-- Invensys shares fall 17%
-- Ends takeover discussions with Emerson Electric
-- Third-party talks with unnamed companies for parts of the group also ended
-- Invesnys declines to comment on interested companies named in report Wednesday
-- Combination with Emerson is a good fit, analyst says
(Rewrites, adding executive comment, analyst comment, detail.)
By Simon Zekaria
LONDON--Shares in Invensys PLC (ISYS.LN) plummeted Thursday after the U.K.-based maker of rail signaling and industrial automation systems said it had rejected a takeover approach from U.S. industrial conglomerate Emerson Electric Co. (EMR).
It said it ended talks with Emerson following a "highly preliminary" approach and that there are no other discussions taking place in relation to an offer for the whole group. Invensys said it had also been in "highly preliminary discussions" with third parties for parts of the group, but they have also ended.
The company, which makes rail signallng systems as well as controls for nuclear reactors, industrial plants and domestic appliances, said it "regularly assesses the value of its portfolio of businesses" both as part of its "strategic planning process and in response to expressions of interest in relation to certain parts of the group".
A report Wednesday said Emerson is mainly interested in Invensys's Foxboro unit, which makes meters and control systems, and not the British company's rail unit, although Emerson could consider a deal for the whole of Invensys to get control of Foxboro.

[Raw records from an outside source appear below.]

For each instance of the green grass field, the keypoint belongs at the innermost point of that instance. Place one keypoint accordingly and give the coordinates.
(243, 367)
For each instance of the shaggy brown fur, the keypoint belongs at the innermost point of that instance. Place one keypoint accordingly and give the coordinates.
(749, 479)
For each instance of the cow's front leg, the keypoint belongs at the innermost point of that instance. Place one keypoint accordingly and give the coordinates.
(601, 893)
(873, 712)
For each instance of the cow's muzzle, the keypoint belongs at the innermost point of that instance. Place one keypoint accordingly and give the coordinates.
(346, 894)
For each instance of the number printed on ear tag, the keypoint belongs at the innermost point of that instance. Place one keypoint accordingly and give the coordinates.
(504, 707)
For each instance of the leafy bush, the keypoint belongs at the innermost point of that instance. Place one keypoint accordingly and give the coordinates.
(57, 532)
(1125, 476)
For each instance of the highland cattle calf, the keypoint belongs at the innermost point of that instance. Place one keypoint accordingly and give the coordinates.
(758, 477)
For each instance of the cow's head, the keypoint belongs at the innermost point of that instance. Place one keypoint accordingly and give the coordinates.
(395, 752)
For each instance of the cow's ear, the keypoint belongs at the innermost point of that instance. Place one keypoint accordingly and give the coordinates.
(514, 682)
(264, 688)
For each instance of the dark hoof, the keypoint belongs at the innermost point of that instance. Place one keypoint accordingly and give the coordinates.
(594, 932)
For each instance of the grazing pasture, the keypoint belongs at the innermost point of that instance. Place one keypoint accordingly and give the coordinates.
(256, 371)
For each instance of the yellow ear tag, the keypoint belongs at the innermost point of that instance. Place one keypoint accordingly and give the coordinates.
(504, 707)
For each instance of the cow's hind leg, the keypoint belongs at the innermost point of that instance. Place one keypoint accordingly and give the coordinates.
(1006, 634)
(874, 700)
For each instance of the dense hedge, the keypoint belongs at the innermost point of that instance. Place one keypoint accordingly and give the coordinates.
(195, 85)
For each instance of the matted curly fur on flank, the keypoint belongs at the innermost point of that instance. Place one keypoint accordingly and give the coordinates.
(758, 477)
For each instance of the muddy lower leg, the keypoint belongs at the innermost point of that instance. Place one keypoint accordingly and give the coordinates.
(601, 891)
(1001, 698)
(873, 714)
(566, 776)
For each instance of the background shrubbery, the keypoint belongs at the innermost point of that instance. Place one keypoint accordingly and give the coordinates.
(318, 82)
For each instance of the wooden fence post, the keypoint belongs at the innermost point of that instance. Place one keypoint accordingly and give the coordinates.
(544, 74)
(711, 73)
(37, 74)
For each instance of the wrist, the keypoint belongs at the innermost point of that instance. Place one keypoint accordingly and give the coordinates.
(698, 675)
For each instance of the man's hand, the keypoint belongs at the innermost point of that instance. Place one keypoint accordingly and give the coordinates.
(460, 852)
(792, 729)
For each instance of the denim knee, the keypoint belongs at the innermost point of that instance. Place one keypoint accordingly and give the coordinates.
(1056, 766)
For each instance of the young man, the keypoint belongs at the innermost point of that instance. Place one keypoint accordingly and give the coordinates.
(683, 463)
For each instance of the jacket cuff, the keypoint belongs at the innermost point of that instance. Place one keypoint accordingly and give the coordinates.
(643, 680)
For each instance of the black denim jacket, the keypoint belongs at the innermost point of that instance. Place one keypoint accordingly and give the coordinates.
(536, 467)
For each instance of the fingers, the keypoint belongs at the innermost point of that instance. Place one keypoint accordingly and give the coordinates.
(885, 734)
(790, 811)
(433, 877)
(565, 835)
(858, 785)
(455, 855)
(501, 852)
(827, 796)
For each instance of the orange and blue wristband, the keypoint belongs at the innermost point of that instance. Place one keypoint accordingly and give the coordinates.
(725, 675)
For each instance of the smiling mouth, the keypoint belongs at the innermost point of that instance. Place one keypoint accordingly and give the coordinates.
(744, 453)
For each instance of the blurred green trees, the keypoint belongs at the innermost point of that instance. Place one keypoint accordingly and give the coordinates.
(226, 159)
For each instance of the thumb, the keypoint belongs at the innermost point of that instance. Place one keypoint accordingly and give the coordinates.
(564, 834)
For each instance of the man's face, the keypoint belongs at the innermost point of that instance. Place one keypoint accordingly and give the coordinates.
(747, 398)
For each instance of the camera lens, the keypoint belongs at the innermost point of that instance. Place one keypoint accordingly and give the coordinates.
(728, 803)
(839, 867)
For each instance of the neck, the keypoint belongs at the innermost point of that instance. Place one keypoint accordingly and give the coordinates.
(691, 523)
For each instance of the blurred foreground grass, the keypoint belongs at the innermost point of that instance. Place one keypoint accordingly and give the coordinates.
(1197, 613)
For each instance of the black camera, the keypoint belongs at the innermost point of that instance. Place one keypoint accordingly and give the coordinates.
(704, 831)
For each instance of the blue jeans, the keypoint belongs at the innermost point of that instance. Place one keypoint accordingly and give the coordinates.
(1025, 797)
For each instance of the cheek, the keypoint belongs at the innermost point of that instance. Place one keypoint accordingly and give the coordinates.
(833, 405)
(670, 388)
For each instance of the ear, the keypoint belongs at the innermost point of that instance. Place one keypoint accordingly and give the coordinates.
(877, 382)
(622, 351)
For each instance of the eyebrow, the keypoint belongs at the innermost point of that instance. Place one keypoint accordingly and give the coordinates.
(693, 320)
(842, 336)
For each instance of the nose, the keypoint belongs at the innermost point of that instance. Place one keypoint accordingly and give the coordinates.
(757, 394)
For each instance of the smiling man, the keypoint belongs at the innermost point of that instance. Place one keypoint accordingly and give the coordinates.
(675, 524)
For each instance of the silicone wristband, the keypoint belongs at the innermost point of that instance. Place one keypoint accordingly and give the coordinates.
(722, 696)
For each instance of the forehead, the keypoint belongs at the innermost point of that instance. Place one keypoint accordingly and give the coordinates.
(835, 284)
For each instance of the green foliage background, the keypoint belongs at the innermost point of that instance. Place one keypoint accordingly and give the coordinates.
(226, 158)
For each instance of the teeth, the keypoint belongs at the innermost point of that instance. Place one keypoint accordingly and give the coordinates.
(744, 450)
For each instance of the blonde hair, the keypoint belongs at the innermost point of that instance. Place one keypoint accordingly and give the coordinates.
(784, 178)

Advisers to Invensys have spoken to companies including Siemens AG (SI) and General Electric Co. (GE) about a sale of some or all of its businesses since Emerson's approach, the Bloomberg report said, citing people familiar with the situation. Invensys Thursday declined to comment.
At 0727 GMT, Invensys shares were down 42 pence, or 16.3%, to 214.5 pence. The shares soared almost 30% in intra-day trading Wednesday on the bid talk.
UBS analysts said Emerson, which also specializes in power technologies and electric motors, would fit well given its strengths in field automation versus Invensys in safety systems.
"Long suffering shareholders would probably want an offer near to 300 pence in our view, as it would allow Invensys to reverse its market underperformance," the broker said.
Invensys has previously undergone restructuring to cut costs amid a poor trading performance and debt liabilities. Chairman Nigel Rudd promoted Wayne Edmunds, previously chief financial officer, as chief executive in March last year, replacing Ulf Henriksson.